As the Launch Pad Library has grown and evolved, other efforts have grown up around it. In 2019, Graner helped Ruth Hill students research community issues, and the students settled on homelessness and its effects on children as the center of a service project called “Sweet Dreams.”
In October of that year, Ruth Hill enlisted the community’s help in meeting a 16-day challenge to fill 100 bags with a new stuffed animal, blanket and paperback book, along with quick-dry washcloths and travel-size toothbrushes, toothpaste and soap. Fifth grade students packed the bags, and many items were donated from community members and businesses.
Students distributed the bags to nonprofits, public safety departments and educational settings.
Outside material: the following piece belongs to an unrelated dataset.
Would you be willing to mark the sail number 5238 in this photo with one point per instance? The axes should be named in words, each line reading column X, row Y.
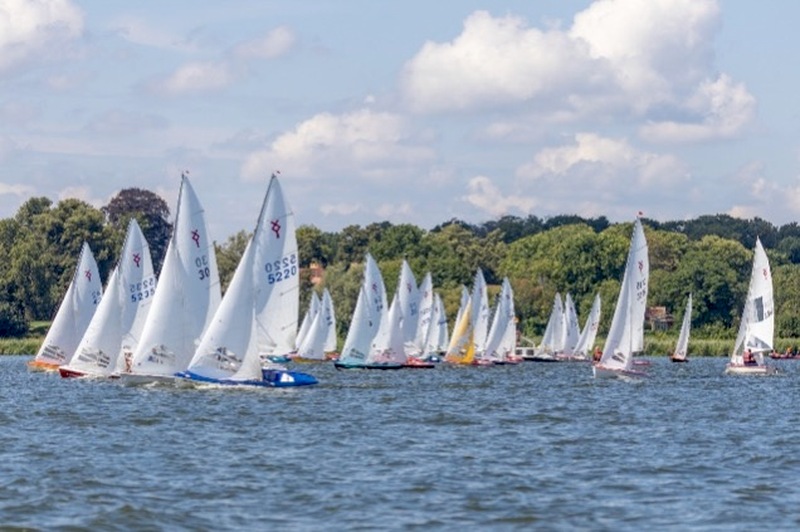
column 281, row 269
Recipients included Bridging the Gap, One Roof, CASA, Newnan Fire Department, Newnan Police Department, Coweta Sheriff’s Office, Coweta County Schools’ McKinney-Vento homeless children liaison office and Ruth Hill’s counselor’s office.
Graner entered the project in an Atlanta radio station giveaway contest, calling the idea of winning “a pipe dream,” but Ruth Hill won the grand prize of $10,000.
Launching Mrs. Graner into retirement
But it’s the day-to-day interactions that students – and Graner – will miss.
Class after class filed into the Launch Pad Library on Friday, May 21, to deliver flowers, songs, homemade cards and gifts as a fond farewell to their media specialist. One class even spelled out “G-R-A-N-E-R” with note cards, naming an adjective for each letter.
Colleagues and family members lured her outside under the guise of taking photos, and Corley surprised Graner by revealing a brass plaque reading “Welcome to the Anne Graner Launch Pad Library, Dedicated Spring 2021.”
Friends and colleagues from all areas of Graner’s life joined the celebration via video to celebrate her retirement as well. Corley praised her passion and her ability to give students experiences at Ruth Hill they couldn’t get anywhere else.
“You’ve done so much in such a short period of time,” said Corley, who thanked her for “making everything about the students.”
“We know that you will continue to impact the community and world around you, just like you did at Ruth Hill,” he added. “We know that you’re going to do amazing things.”